Special characters in elasticsearch _id from logstash


(Charlie) #1

Hello.
I am using Logstash to load data into ElasticSearch.
I have chosen to use default "_id".

One of my tools only accepts characters from a range a-z, A-Z, 0-9, -.
Sometimes the _id looks like

1alyPWYB9XD0VZRJa9J_

.

Is there a way to control the selection of characters used to generate this _id?
Otherwise, I will have to rewrite or patch in between.


(Christian Dahlqvist) #2

That sounds like an unusual limitation. Elasticsearch autogenerated IDs uses a form of base64 encoding that includes the characters - and _, as they are required in addition to the standard alphanumeric characters in order to get to 64 characters.
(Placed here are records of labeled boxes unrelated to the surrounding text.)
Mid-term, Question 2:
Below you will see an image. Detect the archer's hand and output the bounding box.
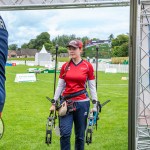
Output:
[90,104,97,112]
[49,105,56,111]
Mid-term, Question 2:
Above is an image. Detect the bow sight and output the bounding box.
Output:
[86,100,110,145]
[45,97,57,145]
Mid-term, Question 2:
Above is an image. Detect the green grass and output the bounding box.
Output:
[0,65,128,150]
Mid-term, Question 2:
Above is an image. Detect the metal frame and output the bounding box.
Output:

You can not change this, which means that you may need to generate your own IDs.


(Charlie) #3

Thank you, as I thought is not possible directly.
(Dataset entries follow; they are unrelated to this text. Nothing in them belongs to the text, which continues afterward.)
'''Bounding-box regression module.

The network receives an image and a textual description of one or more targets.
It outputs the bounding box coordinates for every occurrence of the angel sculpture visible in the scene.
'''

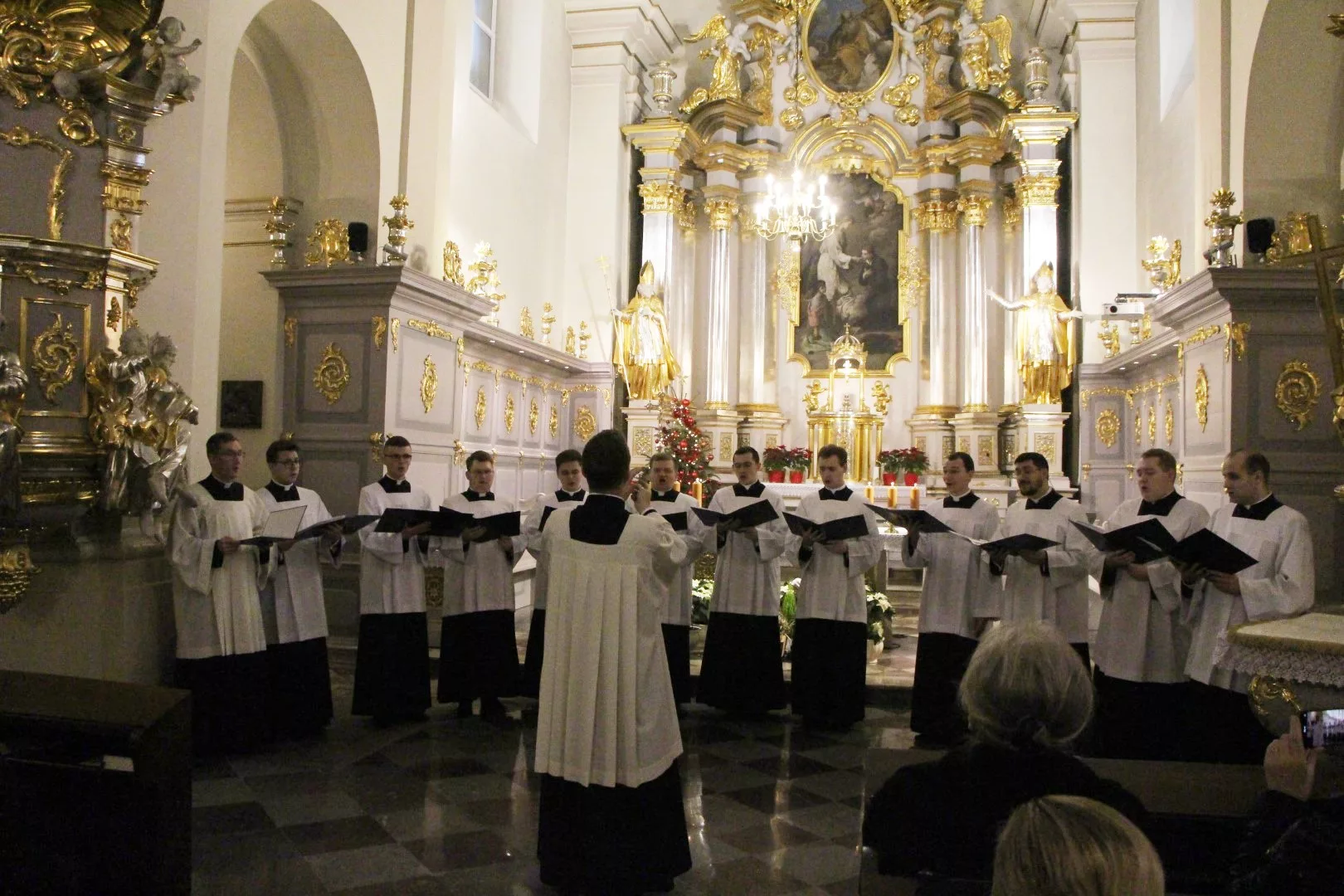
[681,12,752,114]
[141,16,200,106]
[956,0,1012,93]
Using fingerprint option to generate something else puts too much of the computational overhead.

Side note.
The application that poses limitation uses SOLR.
I wonder now if that limitation is because of its index digestion capability. But ES is based on Lucene, the same as SOLR.


(Christian Dahlqvist) #4

Have you tried generating UUID through the fingerprint filter plugin? This should be computationally less expensive than the cryptographic hashes and would meet your format requirements.


(Charlie) #5

That is also good idea, thank you.


(system) #6

This topic was automatically closed 28 days after the last reply. New replies are no longer allowed.